Les patients obèses sont-ils les grands oubliés de la campagne de vaccination contre la Covid-19 ?
Alors que la vaccination est aujourd’hui ouverte à l’ensemble des plus de 55 ans et aux 50-54 ans avec comorbidité, 3,5 millions de personnes s’estiment mises sur la touche. Il s’agit des Français de moins de 50 ans souffrant d’obésité, qui doivent prendre leur mal en patience avant d’espérer recevoir leur première dose.
Des patients à risque oubliés
Une aberration, si l’on en croit ces patients, qui militent aujourd’hui pour être considérés comme à risque. Les chiffres leur donnent raison. Actuellement, parmi les patients admis en réanimation pour Covid grave, 45 % sont obèses. Ce chiffre est même grimpé à 47 % en début d’année. "On le sait depuis le début. Nous l’observons dans notre service, tout comme les collègues des services de réanimation partout, en France et ailleurs", affirme ainsi à 20 Minutes le Pr Djillali Annane, chef du service de réanimation de l’hôpital Raymond-Poincaré à Garches (Hauts-de-Seine).

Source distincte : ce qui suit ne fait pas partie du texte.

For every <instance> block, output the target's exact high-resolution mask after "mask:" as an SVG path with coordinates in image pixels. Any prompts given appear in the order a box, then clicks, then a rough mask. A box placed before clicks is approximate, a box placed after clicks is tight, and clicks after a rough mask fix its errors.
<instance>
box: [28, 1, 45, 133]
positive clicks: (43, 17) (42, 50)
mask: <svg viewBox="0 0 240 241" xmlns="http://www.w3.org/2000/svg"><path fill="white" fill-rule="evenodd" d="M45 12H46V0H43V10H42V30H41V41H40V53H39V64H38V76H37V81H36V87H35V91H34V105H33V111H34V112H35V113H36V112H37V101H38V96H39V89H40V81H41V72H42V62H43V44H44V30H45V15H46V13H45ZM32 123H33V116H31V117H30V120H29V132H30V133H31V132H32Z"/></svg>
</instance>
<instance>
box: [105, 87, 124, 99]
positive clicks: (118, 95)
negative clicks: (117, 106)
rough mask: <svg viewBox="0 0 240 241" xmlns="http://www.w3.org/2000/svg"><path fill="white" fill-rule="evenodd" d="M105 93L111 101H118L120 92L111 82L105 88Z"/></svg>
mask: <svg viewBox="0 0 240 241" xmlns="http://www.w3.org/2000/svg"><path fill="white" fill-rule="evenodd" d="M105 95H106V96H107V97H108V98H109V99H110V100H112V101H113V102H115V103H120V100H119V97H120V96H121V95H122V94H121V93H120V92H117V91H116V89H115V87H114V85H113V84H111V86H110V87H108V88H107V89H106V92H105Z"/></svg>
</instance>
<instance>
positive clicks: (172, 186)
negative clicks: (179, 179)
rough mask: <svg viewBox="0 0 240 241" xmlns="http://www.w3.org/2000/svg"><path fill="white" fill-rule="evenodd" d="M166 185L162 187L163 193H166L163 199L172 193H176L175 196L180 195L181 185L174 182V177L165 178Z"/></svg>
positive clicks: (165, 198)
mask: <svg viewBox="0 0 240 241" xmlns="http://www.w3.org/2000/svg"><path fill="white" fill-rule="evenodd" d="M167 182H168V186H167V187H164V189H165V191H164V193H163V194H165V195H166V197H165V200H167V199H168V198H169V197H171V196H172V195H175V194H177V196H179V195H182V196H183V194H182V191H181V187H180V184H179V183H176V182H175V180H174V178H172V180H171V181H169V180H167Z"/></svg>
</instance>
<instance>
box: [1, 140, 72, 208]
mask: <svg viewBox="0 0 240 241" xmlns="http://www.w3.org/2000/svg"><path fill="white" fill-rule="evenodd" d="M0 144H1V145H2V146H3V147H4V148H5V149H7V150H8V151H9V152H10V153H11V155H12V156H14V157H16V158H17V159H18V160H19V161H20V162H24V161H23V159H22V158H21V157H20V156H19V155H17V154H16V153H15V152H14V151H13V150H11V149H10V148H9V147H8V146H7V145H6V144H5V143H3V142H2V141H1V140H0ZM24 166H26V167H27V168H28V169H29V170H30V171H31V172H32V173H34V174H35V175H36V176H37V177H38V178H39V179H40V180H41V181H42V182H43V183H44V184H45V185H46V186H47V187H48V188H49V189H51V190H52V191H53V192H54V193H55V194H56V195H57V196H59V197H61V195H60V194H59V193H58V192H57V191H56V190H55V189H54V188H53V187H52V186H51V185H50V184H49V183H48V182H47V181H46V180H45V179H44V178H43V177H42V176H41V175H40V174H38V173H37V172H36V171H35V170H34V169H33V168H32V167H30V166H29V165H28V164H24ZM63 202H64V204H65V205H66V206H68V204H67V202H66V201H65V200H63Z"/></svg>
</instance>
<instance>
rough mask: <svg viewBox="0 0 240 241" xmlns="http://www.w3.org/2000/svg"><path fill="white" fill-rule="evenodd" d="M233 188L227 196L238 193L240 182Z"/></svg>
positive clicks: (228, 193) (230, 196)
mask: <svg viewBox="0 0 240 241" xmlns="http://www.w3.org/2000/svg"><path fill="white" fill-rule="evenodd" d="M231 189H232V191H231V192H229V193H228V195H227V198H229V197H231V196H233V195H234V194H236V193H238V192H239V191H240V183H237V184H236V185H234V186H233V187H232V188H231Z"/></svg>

Pourtant, les études montrent bien qu’une personne en surpoids présente un risque plus important plus important de contracter une forme grave de Covid-19, et ainsi d’être admise en réanimation. Ce risque de complication augmente encore si elle a des pathologies associées, comme le diabète de type 2, l’hypertension artérielle, l’apnée du sommeil, les maladies du foie ou les troubles hormonaux. Un fort surpoids est aussi associé à une augmentation des risques de cancer, rappelle Anne-Sophie Joly, présidente du Collectif national des associations d'obèses (CNAO) à 20 Minutes.
Interrogée sur les ondes d’Europe 1, Alina Constantin, 45 ans et obèse, estime ainsi que les patients obèses sont traités comme des "citoyens de deuxième classe". Comme les autres patients avec un fort surpoids, elle devra attendre la toute dernière phase de la campagne de vaccination pour obtenir ses deux doses, comme toute personne de plus de 18 ans n’étant pas considérée comme à risque.
Des incohérences à clarifier
À ce jour, seules les personnes considérées comme "à très haut risque de forme grave de coronavirus" sont considérées comme éligibles à la vaccination, détaille sur son site le ministère de la Santé. Parmi elles, "les personnes obèses avec un indice de masse corporelle (IMC) supérieur à 40, qui sont définies par la Haute autorité de Santé (HAS)", précise le Dr le Dr Claude Leicher, médecin généraliste. "Ainsi que les personnes avec IMC supérieur à 30 ayant des comorbidités, même si là, ce n’est pas clairement établi pour les plus jeunes", poursuit le médecin, qui coorganise le centre de vaccination de Valence, dans la Drôme.
Face à ces incertitudes, et pour mieux protéger les personnes obèses vulnérables, même jeunes, certains centres de vaccination ont décidé de leur donner la priorité, au même titre que les autres patients avec comorbidités. C’est le cas à Strasbourg, qui a ouvert ce week-end un centre de vaccination spécialement dédié aux personnes obèses de plus de 18 ans, en accord avec l’Agence régionale de Santé du Grand-Est et le préfèt. "Il faut se rendre compte que, finalement, très peu de personnes même de moins de 50 ans sont inéligibles. Les obèses à plus de 30 d'indice de masse corporelle ont toujours un autre facteur de risque", affirme à France Info le professeur Michel Pinget, qui gère ce nouveau centre.
Une incohérence que déplore Agnès Maurin. Interrogée par Europe 1, la cofondatrice de la Ligue contre l’obésité dénonce des "inégalités sur le territoire ". "Cela signifie que lorsqu’on habite Strasbourg, on peut se faire vacciner si on a 20 ans, mais pas ailleurs sur le territoire." Elle réclame aujourd’hui une ouverture de la vaccination à toute personne obèse, sans limite d’âge, et rappelle que près de 40 000 personnes souffrant d’obésité sont mortes de la Covid-19 depuis le début de la pandémie.